I refer to this proof of the fact that Principal Ideal Domains satisfy the Ascending Chain Condition.
It says
Let $\bigcup\limits_{i=1}^{\infty}I_i=(a)$. As $a$ is present in $\bigcup\limits_{i=1}^{\infty}I_i$, it should be present in some $I_m\subseteq \bigcup\limits_{i=1}^{\infty}I_i$
I don't understand why. For example, in $\Bbb{Z},(2^8)\subset (2^4)\subseteq(2^2)\subseteq(2)$. We know $6\in (2)$, and $6\notin (2^8),(2^4),(2^2)$. Also, $(2)=(2)\bigcup(2^2)\bigcup(2^4)\bigcup(2^8)$. Hence, it is possible that an element is present in $(2)\bigcup(2^2)\bigcup(2^4)\bigcup(2^8)$, but not in any of its sub-ideals ($(2^2),(2^4)$ or $(2^8)$).

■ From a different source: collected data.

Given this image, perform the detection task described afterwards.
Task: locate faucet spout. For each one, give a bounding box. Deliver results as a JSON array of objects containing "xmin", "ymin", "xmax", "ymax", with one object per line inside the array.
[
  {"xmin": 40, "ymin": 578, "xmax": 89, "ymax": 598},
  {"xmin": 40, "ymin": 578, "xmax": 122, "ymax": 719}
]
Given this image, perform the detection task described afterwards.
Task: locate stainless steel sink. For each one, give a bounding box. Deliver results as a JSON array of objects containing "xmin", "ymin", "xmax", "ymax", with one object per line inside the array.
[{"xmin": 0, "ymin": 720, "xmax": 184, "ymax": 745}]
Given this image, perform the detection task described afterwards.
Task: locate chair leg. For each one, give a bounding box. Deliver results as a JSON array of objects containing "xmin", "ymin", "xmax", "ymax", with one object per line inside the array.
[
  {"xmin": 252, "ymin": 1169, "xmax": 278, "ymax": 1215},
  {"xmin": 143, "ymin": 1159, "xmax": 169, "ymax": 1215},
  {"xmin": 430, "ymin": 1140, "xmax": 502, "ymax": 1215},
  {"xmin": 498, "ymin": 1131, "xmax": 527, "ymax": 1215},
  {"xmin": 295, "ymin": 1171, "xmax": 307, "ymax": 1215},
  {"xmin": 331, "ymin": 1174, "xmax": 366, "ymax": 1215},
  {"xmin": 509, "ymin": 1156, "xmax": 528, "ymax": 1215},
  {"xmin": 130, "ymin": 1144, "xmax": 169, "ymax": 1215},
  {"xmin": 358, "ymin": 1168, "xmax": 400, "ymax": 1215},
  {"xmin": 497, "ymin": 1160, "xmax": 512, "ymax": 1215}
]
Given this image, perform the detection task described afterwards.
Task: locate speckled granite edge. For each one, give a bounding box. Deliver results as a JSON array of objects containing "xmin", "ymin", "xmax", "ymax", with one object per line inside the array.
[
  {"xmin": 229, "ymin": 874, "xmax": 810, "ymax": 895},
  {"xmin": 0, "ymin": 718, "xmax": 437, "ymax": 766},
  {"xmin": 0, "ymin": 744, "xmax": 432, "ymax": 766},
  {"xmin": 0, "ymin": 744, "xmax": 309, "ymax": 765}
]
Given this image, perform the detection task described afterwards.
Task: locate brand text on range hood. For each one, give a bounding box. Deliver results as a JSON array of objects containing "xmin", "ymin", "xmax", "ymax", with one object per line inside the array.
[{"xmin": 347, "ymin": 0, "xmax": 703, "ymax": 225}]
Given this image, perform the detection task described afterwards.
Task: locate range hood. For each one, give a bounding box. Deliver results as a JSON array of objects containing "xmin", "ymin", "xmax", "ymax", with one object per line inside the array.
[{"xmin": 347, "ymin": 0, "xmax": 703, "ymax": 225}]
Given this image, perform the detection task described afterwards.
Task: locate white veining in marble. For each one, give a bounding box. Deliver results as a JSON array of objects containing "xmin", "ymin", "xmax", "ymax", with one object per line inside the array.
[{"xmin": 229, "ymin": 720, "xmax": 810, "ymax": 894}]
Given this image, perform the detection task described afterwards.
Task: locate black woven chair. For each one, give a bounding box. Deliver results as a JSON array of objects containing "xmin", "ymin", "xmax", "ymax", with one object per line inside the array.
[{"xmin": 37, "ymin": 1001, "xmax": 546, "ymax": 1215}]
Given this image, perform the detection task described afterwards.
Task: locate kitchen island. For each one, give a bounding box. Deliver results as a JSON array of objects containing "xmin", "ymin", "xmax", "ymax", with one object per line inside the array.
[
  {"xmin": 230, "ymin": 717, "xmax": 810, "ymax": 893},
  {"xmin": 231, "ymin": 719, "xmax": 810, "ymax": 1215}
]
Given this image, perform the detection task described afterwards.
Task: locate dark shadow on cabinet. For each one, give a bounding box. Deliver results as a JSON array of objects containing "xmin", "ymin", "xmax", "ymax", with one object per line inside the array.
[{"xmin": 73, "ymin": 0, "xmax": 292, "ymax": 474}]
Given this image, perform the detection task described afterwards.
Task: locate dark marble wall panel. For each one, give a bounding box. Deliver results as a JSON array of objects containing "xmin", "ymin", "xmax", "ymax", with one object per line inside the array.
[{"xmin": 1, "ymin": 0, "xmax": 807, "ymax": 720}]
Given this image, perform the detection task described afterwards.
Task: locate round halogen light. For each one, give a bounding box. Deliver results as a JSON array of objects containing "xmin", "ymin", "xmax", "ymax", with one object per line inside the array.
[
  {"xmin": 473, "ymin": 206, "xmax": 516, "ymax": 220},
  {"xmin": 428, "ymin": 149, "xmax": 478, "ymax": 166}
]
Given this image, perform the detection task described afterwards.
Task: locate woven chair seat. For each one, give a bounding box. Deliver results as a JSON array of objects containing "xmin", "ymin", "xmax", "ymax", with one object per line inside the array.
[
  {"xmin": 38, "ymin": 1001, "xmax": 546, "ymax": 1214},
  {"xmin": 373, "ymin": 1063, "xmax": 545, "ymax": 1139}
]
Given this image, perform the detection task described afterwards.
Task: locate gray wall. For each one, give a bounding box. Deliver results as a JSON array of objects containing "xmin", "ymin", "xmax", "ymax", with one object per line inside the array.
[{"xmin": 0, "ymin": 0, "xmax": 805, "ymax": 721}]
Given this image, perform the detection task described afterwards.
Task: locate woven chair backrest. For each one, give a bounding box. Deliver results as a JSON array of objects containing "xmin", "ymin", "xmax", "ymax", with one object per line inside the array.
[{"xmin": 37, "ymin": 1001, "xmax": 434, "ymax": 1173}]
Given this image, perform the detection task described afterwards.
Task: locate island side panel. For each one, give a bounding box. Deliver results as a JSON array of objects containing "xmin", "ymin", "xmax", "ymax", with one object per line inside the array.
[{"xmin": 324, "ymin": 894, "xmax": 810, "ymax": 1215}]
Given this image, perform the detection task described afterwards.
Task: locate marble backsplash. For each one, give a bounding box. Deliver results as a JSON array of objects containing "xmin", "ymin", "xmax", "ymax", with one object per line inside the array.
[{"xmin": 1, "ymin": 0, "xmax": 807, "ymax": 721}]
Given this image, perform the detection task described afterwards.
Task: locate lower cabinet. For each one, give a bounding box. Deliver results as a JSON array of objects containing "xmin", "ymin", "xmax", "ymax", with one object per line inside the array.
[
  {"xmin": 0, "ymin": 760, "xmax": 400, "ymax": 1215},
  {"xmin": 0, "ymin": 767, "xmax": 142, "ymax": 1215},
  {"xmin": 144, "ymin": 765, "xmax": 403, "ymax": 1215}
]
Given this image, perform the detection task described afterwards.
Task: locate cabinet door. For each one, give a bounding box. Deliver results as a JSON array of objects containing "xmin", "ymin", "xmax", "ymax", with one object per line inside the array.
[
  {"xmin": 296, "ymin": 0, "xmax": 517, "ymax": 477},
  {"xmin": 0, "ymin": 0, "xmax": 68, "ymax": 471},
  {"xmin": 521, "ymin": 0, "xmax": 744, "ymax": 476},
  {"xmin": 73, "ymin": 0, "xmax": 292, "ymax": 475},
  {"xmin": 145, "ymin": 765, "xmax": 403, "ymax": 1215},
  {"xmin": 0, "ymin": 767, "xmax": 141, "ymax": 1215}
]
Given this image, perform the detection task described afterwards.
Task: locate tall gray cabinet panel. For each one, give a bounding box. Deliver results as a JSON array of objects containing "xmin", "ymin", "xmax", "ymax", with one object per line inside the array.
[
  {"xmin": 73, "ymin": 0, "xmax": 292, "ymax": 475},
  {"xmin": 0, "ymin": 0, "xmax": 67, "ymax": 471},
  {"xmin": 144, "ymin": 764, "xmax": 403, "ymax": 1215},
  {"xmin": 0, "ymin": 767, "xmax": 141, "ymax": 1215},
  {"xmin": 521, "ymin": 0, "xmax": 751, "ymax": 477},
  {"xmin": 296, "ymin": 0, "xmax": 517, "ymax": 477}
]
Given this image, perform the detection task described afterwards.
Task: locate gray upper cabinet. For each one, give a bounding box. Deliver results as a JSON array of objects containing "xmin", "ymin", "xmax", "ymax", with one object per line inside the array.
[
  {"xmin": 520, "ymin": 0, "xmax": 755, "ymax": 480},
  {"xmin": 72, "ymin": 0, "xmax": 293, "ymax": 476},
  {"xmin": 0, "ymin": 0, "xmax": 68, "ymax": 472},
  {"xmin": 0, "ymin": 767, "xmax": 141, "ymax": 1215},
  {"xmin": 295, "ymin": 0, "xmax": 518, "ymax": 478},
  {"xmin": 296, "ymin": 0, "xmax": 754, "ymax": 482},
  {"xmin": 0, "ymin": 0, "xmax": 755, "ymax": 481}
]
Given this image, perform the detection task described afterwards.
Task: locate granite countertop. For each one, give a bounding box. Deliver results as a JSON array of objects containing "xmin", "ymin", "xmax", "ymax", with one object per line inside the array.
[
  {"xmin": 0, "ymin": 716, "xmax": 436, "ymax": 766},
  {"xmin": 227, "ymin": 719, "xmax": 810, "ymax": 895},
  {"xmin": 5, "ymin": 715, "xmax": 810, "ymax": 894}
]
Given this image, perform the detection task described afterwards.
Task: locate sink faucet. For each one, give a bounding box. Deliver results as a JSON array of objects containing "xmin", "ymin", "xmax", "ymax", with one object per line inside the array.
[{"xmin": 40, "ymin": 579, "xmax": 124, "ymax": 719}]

You might say this is an example in which the number of ideals is finite, and here we have an infinite number of ideals. However, I don't see why it should be any diferent for an infintie number of ideals. Any clarification would be great!
Thanks in advance!
There is no trouble that $2$ is not in the other ideals. That is, in this case $m=1$, or $2\in (2)$. It must be in one at least, and that is enough. Recall that if $\mathscr C$ is a collection of sets then $x\in\bigcup \mathscr C$, if and only if $x\in C$ for at least one set $C$ in $\mathscr C$.